Above: Figure 1: Your friend who recently scored a full-time offer is buying the next round at the Union

What are Investment banks and why should you care? Investment banks are financial institutions that provide two main services; brokerage and corporate advisory.

Corporate advisory

There are three main services that investment banks provide in corporate advisory, they are: bringing companies to market, bringing companies together and structuring products.

Bringing companies to market refers to the Initial Public Offering of company shares or IPOs. This occurs when a private company intends to raise funds by selling some equity or shares, which represent ownership of the company and it does this by employing the services of an investment banks.

Investment banks usually act as underwriters in the process, which means that they would offer to buy any un-sold shares during the IPO. Additionally, investment banks would take a cut of the funds raised by the company during it’s IPO.

What about bringing companies together? It refers to mergers and acquisitions (M&A) among companies. An investment bank would provide advise to companies looking to merge or looking to acquire another company.

Lastly, structuring products. For example, if a company requires a financial product to finance a specific project. but doesn’t know how to go about pricing and selling it, they approach the investment bank to get help designing this product and advertising it to the retail or commercial banking market.

Brokerage

Individuals familiar with investing and trading on the stock market will be familiar with this arm of the investment bank, the brokerage. The brokerage is responsible for matching the seller to the buyer in the market place , such as the London Stock Exchange. In the market place, there are a list of financial products or securities being sold, namely stocks, bonds, exchange traded funds, options and warrents to name a few.

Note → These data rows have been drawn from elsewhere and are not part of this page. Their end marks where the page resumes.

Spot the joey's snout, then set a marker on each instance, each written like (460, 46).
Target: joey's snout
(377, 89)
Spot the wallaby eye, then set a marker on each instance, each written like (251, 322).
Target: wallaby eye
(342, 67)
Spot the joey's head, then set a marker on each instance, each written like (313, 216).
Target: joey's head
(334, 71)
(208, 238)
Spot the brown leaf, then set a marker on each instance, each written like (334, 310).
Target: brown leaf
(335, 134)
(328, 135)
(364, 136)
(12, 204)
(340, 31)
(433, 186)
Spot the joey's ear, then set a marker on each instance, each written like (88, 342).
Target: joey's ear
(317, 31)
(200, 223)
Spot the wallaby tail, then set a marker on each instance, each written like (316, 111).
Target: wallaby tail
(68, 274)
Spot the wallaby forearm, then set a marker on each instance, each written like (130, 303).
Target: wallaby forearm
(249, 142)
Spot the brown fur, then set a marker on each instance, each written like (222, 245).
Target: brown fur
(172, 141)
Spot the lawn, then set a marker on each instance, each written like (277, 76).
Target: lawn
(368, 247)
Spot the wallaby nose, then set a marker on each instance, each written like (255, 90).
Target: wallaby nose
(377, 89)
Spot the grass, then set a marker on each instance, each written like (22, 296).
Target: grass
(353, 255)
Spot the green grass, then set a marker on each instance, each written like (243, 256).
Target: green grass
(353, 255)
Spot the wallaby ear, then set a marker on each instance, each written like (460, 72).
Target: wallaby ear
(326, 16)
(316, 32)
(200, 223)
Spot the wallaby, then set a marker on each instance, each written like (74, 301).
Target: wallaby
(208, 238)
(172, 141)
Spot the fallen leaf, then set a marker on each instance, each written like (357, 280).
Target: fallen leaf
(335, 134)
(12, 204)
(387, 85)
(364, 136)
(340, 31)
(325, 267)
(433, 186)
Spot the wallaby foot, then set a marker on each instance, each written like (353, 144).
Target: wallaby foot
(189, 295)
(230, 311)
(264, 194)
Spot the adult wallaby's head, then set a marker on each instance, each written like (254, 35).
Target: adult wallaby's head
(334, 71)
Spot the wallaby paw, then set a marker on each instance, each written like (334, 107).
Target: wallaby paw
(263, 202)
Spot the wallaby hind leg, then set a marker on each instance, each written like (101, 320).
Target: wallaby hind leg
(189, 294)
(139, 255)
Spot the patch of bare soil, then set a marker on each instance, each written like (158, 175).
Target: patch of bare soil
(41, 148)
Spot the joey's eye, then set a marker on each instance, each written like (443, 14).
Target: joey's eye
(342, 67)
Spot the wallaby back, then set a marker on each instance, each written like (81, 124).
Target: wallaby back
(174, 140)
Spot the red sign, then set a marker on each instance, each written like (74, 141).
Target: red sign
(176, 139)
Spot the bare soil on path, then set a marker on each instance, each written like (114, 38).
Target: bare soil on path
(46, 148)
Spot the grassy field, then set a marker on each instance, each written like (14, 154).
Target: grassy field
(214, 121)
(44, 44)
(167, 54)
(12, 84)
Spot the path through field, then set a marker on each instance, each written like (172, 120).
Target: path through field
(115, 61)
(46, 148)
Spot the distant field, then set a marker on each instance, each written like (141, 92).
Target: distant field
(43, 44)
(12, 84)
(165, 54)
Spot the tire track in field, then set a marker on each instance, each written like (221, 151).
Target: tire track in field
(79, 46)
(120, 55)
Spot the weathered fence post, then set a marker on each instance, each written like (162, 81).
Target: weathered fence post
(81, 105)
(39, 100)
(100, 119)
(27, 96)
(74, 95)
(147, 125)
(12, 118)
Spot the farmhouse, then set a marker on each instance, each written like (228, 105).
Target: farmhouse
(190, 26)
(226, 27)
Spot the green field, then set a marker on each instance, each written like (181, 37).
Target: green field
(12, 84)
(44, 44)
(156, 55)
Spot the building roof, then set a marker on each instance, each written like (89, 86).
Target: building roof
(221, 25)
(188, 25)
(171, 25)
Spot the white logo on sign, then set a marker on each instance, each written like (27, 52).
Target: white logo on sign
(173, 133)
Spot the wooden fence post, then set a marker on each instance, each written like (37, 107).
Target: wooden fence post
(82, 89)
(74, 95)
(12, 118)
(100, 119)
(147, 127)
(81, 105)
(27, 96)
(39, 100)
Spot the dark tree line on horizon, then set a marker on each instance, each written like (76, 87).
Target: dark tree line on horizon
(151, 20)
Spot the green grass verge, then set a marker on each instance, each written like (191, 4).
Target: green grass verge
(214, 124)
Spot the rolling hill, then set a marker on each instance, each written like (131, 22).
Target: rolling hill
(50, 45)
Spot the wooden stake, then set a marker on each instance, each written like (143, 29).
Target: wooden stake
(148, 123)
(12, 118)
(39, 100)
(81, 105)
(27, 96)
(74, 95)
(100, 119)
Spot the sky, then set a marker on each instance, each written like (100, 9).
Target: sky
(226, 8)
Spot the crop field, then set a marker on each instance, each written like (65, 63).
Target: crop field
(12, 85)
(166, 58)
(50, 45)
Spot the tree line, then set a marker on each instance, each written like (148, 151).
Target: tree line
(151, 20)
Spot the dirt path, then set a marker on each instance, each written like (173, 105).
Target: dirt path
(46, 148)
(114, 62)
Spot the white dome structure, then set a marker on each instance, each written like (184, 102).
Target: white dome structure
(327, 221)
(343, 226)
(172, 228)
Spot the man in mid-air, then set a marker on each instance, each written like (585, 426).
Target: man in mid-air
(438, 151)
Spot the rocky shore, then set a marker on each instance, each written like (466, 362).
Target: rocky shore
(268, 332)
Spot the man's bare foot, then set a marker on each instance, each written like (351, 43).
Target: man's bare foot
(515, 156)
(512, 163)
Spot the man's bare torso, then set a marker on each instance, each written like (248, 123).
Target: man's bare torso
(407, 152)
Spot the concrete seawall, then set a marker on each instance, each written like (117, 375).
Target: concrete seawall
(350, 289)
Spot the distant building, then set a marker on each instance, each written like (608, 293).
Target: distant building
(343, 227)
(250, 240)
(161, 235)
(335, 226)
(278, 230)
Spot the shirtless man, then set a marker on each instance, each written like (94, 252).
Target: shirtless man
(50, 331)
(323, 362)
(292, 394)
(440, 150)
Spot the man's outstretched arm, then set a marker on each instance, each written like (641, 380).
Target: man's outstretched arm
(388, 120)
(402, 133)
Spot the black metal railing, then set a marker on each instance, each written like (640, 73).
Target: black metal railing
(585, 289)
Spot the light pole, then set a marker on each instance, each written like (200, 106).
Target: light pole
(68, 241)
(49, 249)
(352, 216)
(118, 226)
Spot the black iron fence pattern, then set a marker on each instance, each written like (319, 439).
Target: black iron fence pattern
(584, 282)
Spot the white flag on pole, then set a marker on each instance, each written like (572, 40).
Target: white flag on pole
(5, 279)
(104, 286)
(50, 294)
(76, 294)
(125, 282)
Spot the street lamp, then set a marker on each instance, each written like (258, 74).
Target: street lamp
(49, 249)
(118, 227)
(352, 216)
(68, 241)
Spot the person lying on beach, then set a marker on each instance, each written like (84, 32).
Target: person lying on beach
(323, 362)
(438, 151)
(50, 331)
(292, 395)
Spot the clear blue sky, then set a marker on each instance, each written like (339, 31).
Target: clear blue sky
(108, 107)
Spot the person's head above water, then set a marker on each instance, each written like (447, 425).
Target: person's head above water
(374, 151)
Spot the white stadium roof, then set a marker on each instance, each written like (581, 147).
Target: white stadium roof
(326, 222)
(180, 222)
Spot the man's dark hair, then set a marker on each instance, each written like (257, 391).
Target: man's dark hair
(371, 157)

The investment bank itself can also participate in the exchange of securities but are subjected to certain conditions. With that being said the brokerage has its own analysts that observe market trends and economic data to offer buy and sell recommendations to its clients and usually charge its clients for each trade that is made.

The invisible wall

Observant ones will realise that there can be conflicts of interest within the investment bank, since the investment bank is both a brokerage and a corporate advisory. Therefore, it is important for investment banks to separate these two divisions. These two areas are often referred to as the “front office” and the “back office”.

Salaries

If working on IPOs, analysing companies or any of the above mentioned, does not interest you, maybe salaries would. As an analyst at an investment bank, based on data from Dartmouth Partners you could possibly make 50K per annuum in your first year of joining a major investment bank.. Figure 1. shows the salary and bonus figures for the top investment banks in London for 2019.

In the news: Fossil fuel financing

Above: Figure 2: Despite the concerning data presented here, several investment banks contacted by The Guardian are expanding quickly into renewable industries and tightening lending policies for fossil fuel projects

Another aspect of investment banks not mentioned above is corporate financing. This is where investment banks offer loans to large scale and/or expensive projects. For example, a recent Guardian article, titled “Top investment banks provide billions to expand fossil fuel industry”, discussed the increase in funding by investment banks on fossil fuel projects (See Figure 2).

In the news: Mental health in banks

An article by Reuters titled “Therapy in the office: banks take mental health fight in-house”. outlines that two thirds of employees in financial services experience mental illness and also discuss ways in which banks aim to make the work environments more friendly. This aspect of the career is worth exploring if you are considering a career in investment banking.

In the news: Insider trading

It was mentioned earlier in the article that investment banks need to maintain the invisible wall. An article by the financial times “Trio of investment bankers charged with insider trading” highlights this invisible wall to an extent and the bad practice in this area of the banking sector. Three investors were investigated on the grounds that they allegedly sold information to a middleman who would then pass the information on to traders to execute trades. In the article the trio were deemed to have engaged in insider trading, which happens to be a crime given the context.

What is insider trading? It refers to the use of information not disclosed to the public to make trades. However, this is an oversimplification of the term insider trading because it depends on laws governing the trade and to make matters worse, there is an illegal and legal classification to insider trading.